Originally Posted by
Brodie Butland
Failing a set is a helpful lesson; intentionally failing a set is counterproductive.
It is not uncommon for lifters to bail from a set early, either by re-racking the bar before reps are done or by giving up on the lift once it gets hard. You get stronger--mentally and physically--by forcing yourself to try to accomplish something that you don't think you can do. If you don't permit yourself to fail in the short term, you will fail in the long term. Failing a set is a great teaching moment. It teaches you that failing won't kill or seriously injure you. It teaches you to get up, dust your pants off, and try again next time. It teaches you the importance of focusing on the process. It teaches you to never give up on a lift, no matter how hard it seems...and that, in turn, is the only way for you to learn what you truly are capable of.

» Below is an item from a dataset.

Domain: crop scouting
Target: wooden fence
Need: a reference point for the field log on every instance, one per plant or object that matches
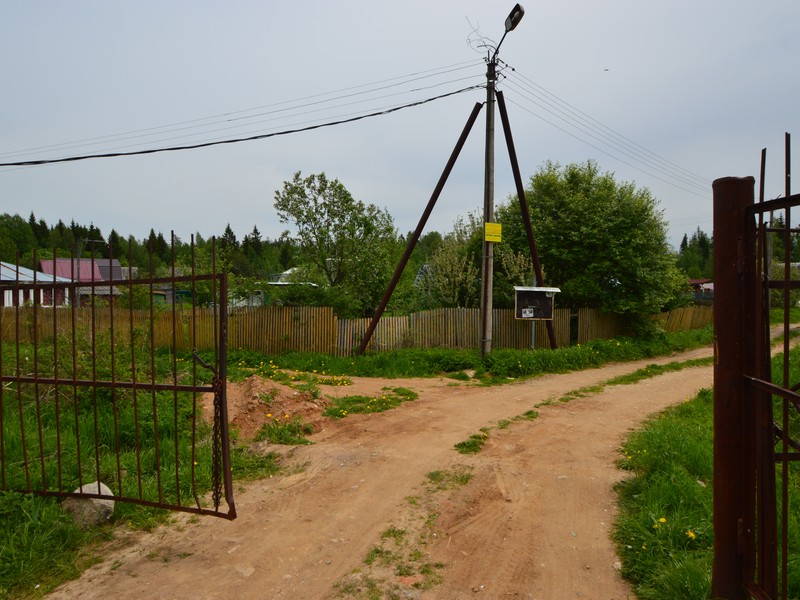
(272, 329)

That being said, failure must be kept in context. In a well-designed program, failure is a signal. At minimum, it means that you didn't accomplish what you were supposed to on a particular training day. This may be because you just had a bad day, as everyone does from time to time. But if you start failing frequently--and especially if you fail in consecutive training sessions--that signals that something systemic is wrong. Maybe it's your recovery (eating, sleeping, stress levels, etc.), maybe it's your rest periods (The First Three Questions), maybe it's a programming issue. But the point is, something is rotten in Denmark, and it's time for honest reflection to figure out what it might be and to fix the issue.

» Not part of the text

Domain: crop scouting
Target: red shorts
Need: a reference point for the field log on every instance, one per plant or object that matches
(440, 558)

This is why training to failure makes no sense to me, even on a theoretical level. You're intentionally overstressing your body rather than letting it accomplish a pre-defined goal based on a specific programming choice. Empirically this does not work long term, and it is not even very effective in the short- or medium-term compared to well-engineered programming that does not rely on failure. Theoretically, you take what should be a warning signal and turn it into a deliberate part of the program, which a priori renders failure far less effective as a diagnostic tool. And then there's the safety issue...failure means you couldn't accomplish the lift, which often means there is a form breakdown somewhere. Why would you want to trigger a form breakdown if you don't have to?
tl;dr - Accidental failure happens, and that's okay...use it as the powerful learning experience that it is. Intentional failure is nuts.